I concluded that as with so many things with this and prior recent Westminster governments they practice the art of political illusion.

They talk a good talk but when it comes to genuinely important issues such as funding research they just hope nobody will notice what’s going on.

You see, a healthy R&D sector is a good indicator of the overall state of the economy. When government cuts back on R&D then you know the economy is in trouble. And the less R&D a country does the less competitive it becomes.

Making cuts in budgets is something this Government is very good at. However, judging which cuts are the right ones to make seems to be dependent on how they will be received.

So, as cutting R&D will only really concern people who a) find out about it and b) actually understand the implications or c) are directly affected then Westminster feels it can get away with it.

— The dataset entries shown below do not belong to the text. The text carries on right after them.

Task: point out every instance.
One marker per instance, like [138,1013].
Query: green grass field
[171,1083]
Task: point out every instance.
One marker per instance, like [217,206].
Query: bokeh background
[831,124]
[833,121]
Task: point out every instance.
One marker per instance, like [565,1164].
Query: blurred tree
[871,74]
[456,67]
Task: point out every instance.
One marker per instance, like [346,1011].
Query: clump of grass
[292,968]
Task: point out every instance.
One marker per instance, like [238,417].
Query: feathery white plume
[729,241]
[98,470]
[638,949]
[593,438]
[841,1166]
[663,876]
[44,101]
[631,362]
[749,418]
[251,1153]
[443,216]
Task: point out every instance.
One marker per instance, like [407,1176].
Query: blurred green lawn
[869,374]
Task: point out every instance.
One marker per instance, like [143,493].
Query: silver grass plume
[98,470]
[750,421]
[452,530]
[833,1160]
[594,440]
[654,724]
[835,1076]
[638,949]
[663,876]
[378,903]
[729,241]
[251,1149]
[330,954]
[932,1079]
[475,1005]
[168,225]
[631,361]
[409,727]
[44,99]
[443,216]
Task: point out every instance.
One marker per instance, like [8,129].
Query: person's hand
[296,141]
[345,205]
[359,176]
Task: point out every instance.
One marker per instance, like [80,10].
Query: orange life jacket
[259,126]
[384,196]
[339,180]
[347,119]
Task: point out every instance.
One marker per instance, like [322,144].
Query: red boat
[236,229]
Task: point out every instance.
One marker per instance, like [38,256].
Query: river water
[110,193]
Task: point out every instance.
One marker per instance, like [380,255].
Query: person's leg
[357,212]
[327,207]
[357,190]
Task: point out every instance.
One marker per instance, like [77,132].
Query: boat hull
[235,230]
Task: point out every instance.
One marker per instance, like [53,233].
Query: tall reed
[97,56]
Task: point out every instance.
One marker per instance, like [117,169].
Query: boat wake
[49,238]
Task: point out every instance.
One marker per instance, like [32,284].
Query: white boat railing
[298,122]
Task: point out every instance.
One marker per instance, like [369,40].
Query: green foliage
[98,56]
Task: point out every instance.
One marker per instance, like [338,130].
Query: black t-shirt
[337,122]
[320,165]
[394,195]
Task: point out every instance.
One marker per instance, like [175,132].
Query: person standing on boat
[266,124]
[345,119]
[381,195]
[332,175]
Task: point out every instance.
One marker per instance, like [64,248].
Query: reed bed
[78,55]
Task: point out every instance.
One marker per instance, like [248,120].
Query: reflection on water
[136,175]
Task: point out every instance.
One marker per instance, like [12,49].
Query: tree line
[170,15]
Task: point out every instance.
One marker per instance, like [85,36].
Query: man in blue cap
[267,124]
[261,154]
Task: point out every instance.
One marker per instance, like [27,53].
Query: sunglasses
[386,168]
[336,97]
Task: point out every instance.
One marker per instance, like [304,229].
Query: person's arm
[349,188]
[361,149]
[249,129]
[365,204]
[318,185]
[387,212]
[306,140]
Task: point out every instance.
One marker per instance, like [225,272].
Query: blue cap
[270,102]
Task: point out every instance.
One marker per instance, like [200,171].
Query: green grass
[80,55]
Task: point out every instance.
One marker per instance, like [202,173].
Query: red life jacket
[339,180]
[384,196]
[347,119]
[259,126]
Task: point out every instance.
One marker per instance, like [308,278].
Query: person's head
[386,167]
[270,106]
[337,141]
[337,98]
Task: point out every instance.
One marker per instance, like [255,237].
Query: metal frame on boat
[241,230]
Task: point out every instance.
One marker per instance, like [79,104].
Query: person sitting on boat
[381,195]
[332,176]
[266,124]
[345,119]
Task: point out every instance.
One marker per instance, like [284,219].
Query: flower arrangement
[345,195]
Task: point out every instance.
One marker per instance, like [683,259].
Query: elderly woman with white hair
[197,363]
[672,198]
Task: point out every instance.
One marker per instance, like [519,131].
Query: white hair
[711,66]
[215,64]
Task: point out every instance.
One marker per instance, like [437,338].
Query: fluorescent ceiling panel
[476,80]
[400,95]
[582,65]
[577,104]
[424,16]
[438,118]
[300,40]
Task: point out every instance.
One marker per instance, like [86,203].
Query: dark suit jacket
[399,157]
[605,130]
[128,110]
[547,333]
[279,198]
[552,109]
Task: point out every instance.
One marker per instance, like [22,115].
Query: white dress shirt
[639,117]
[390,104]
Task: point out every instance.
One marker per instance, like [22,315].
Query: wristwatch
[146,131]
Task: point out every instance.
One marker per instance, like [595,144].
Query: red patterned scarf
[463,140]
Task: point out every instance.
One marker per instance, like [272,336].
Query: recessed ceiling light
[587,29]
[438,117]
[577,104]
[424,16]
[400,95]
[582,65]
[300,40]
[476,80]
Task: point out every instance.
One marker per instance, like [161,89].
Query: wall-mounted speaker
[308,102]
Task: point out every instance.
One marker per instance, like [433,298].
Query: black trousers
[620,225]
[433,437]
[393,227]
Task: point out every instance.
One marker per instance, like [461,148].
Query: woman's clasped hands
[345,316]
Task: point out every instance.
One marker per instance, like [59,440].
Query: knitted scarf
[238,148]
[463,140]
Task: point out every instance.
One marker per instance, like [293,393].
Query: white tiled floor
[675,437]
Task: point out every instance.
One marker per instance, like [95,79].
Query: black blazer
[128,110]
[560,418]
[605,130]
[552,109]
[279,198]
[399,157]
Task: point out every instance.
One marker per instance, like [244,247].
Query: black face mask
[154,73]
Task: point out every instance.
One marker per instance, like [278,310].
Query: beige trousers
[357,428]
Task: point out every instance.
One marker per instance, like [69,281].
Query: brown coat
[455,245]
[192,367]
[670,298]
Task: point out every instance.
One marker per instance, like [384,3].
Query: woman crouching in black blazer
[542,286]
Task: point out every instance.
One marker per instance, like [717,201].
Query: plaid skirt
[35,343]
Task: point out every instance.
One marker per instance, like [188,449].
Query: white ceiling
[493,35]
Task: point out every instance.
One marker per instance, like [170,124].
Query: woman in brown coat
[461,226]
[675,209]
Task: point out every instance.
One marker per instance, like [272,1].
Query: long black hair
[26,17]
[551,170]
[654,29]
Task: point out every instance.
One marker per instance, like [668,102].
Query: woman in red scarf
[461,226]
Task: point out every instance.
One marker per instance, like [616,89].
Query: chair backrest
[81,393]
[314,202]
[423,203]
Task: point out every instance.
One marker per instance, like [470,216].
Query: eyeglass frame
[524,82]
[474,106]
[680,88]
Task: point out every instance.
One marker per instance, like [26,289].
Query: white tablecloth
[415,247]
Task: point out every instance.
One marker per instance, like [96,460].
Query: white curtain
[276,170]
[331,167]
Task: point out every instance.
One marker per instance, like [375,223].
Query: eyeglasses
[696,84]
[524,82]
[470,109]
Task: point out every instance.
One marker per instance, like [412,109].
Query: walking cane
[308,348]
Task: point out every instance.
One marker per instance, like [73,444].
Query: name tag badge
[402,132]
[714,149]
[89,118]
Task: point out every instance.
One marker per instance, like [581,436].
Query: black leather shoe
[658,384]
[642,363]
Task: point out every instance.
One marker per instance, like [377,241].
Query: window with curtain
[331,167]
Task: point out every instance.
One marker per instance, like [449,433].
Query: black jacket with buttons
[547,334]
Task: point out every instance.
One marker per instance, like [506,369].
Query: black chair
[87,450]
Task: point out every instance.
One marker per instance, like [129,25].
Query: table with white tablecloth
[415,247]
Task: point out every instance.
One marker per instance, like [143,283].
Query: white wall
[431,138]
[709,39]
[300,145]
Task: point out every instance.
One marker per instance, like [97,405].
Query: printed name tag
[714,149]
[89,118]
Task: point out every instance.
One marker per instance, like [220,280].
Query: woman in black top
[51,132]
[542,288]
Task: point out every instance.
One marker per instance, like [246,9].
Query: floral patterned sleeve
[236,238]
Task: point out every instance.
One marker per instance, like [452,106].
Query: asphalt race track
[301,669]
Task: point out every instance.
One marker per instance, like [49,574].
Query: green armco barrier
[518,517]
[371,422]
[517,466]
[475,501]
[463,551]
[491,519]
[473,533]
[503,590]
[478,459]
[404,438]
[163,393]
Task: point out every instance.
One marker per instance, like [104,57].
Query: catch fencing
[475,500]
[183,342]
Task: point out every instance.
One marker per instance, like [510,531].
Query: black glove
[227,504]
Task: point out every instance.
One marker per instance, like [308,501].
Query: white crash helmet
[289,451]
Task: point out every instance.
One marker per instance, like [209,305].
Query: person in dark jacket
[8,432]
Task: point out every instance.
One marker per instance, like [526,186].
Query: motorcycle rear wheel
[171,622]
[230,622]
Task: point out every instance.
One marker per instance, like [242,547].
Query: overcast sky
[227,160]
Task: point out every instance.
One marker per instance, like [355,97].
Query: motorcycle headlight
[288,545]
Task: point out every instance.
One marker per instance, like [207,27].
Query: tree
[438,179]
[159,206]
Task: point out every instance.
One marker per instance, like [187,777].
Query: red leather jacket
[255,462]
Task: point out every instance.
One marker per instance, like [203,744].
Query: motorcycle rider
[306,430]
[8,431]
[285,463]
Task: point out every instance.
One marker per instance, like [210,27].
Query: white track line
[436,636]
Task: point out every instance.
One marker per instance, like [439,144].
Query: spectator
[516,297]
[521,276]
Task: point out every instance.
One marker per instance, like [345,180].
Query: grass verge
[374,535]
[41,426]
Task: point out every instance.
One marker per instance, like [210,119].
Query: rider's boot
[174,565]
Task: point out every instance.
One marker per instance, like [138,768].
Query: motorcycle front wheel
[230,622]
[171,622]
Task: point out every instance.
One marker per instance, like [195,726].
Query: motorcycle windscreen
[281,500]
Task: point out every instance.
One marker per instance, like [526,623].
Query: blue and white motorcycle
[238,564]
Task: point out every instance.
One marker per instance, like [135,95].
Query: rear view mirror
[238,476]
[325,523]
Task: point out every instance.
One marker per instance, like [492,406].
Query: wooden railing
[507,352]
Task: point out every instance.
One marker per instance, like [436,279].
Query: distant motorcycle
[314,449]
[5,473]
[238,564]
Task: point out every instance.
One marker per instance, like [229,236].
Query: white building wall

It’s only when people like Reid come along and pull back the camouflage net we can see what’s really going on.

This same approach is applied to how Westminster treats the oil and gas industry.

Remember the Wood Review? Of course you do. It’s not quite faded from our collective memories yet but perhaps part of its purpose has already been quietly covered over for the sake of saving a few quid.

On who pays for the new regulator, Wood said “industry understandably feels Government should pay at least some proportion of the costs” although Wood also said he believes industry will have to pay.

I don’t understand why he would have said such a thing unless he’d been told in advance that Government wouldn’t pay which it’s now said it won’t.

Let’s be honest. The implications of Government not coughing up a proportion of the costs are both telling and quite far reaching.

First and foremost, it goes against the whole spirit of one of the Wood Review’s main aims which was to establish a “tripartite” approach to regulation, stewardship or whatever you like to call it involving the Regulator, Industry and the Treasury.

The idea being that all three should work together to achieve the best outcome they can for the country and to try to avoid – for example – badly thought through tax changes such as George Osborne’s 2011 fiasco and his more recent decision to mess with the bare boat charter tax arrangements.

Sadly though, it would appear the Treasury has decided it doesn’t need any advice from industry or the Regulator. Or has it?

Could it be that this is just another example of the Treasury doing what it does best and cutting costs at DECC – which is already considerably undermanned and finding difficulty in carrying out its role – and to heck with the consequences?

This is a strong possibility because a recent story in the media suggests Government is looking at cutting up to a further one million jobs from the public sector following the next general election.

The strange thing about this particular cost-cutting measure though is that without the Government behind it the new Regulator’s ability to do the very job he or she needs to do to help the economy is significantly weakened.

What’s more, in the great scheme of things the money involved is peanuts. So why on earth is the Treasury playing hard ball?

Is this just another piece of economic camouflage trying to hide the fact that the country is well and truly bust or is it just another example of political ideology displacing commonsense?

What really astonishes me though is that Ed Davey – the Energy Secretary – has actually taken it upon himself to find a chief executive to run the new Regulator which, by the way, is going to be called the Oil and Gas Authority.

His or her job will begin with the delivery of an initial strategy which will be developed in collaboration with DECC and the Treasury. Let’s hope this process results in the right appointment and not just one of the usual suspects. There are a few people who have become available recently whom I would dread seeing in such an important job.

However, it seems very strange that while refusing to fund the organisation itself the Government is taking such an interest in who will run it.

I’m told DECC is paying for this exercise and the appointment will probably be made by the Civil Service Commissioners and endorsed by the Secretary of State.

I think it safe to assume then that they’re looking to appoint someone who will do as they’re told and can be relied on to support the Government’s point of view.

It also means surely that if the Government hires him or her, then only the Government can fire them even though it’s industry that will be paying the £200k-plus salary.

Frankly, I think the industry should be objecting strongly to this whole process but would there be any point given the state of the public finances? Probably not.